Seiring dengan pembentukan IIP yang merupakan peningkatan dari APDN Nasional di Malang, maka untuk penyelenggaraan pendidikan kader pada tingkat akademi, Kementerian Dalam Negeri secara bertahap sampai dengan dekade tahun 1970-an membentuk APDN di 20 Provinsi selain yang berkedudukan di Kota Malang Jawa Timur, juga dibentuk di Banda Aceh, Medan, Bukittinggi, Pekanbaru, Jambi, Palembang, Lampung, Bandung, Semarang, Pontianak, Palangkaraya, Banjarmasin, Samarinda, Mataram, Kupang, Makassar, Manado, Ambon dan Jayapura.
SEJARAH PERKEMBANGAN IPDN
PERIODE APDN NASIONAL DAN STPDN
Pada tahun 1988, dengan pertimbangan untuk menjamin terbentuknya wawasan nasional dan pengendalian kualitas pendidikan, Menteri Dalam Negeri pada saat itu, Rudini, mengeluarkan kebijakan penyatuhan 20 Akademi Pemerintahan Dalam Negeri (APDN) yang tersebar di 20 Provinsi pada satu tempat penyelenggaraan pendidikan yang bersifat nasional di Jatinangor Kabupaten Sumedang, Provinsi Jawa Barat.
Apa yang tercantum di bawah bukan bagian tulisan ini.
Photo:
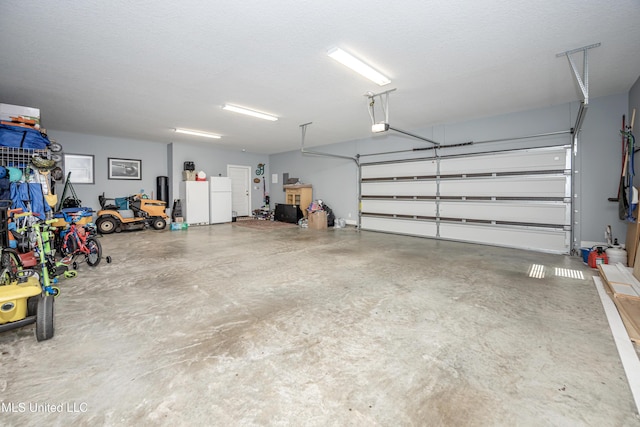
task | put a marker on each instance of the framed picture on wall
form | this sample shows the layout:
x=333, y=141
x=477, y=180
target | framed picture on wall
x=81, y=168
x=124, y=168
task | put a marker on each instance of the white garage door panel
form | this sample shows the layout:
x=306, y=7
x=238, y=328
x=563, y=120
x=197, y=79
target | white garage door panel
x=412, y=227
x=528, y=160
x=392, y=170
x=547, y=240
x=506, y=186
x=399, y=188
x=499, y=210
x=400, y=207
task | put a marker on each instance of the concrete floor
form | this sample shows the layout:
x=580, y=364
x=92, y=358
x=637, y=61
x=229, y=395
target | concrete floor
x=223, y=325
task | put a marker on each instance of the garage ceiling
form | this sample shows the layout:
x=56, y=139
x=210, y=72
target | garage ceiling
x=139, y=69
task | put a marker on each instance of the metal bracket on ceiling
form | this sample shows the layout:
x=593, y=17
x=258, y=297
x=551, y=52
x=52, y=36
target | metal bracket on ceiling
x=582, y=80
x=384, y=126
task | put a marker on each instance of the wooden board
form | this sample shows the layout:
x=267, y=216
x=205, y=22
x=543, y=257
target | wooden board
x=636, y=265
x=628, y=355
x=629, y=310
x=620, y=281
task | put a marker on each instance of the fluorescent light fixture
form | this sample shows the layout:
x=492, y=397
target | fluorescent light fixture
x=380, y=127
x=358, y=66
x=249, y=112
x=197, y=133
Setelah terbentuknya APDN Nasional ini, kegiatan operasional pendidikan di 20 APDN secara bertahap dihentikan hingga menyelesaikan lulusan terakhir pada tahun 1991. Kebijakan Menteri Dalam Negeri tentang penyatuhan 20 APDN tertuang dalam Keputusan Nomor 38 Tahun 1988 tentang Pembentukan Akademi Pemerintahan Dalam Negeri Nasional. Peresmian penyatuan APDN Nasional yang berkedudukan di Jatinangor Kabupaten Sumedang Provinsi Jawa Barat dilakukan oleh Menteri Dalam Negeri Rudini pada tanggal 18 Agustus 1990.
Mengingat perkembangan kebutuhan akan lulusan Pamong Praja, APDN Nasional ditingkatkan statusnya menjadi Sekolah Tinggi Pemerintahan Dalam Negeri (STPDN) berdasarkan Keputusan Presiden Nomor 42 Tahun 1992 tentang Peningkatan APDN Nasional menjadi Sekolah Tinggi Pemerintahan Dalam Negeri. Berdasarkan keputusan Presiden ini, status APDN Nasional menjadi STPDN dengan Program Studi Diploma Tiga (DIII) Pemerintahan dan diresmikan oleh Presiden RI pada tanggal 18 Agustus 1992. Sejak tahun 1995, bertitik tolak dari keinginan dan kebutuhan untuk lebih mendorong perkembangan karier sejalan dengan peningkatan jabatan dalam sistem kepegawaian Republik Indonesia, maka program studi ditingkatkan menjadi Program Diploma Empat (DIV) Pemerintahan.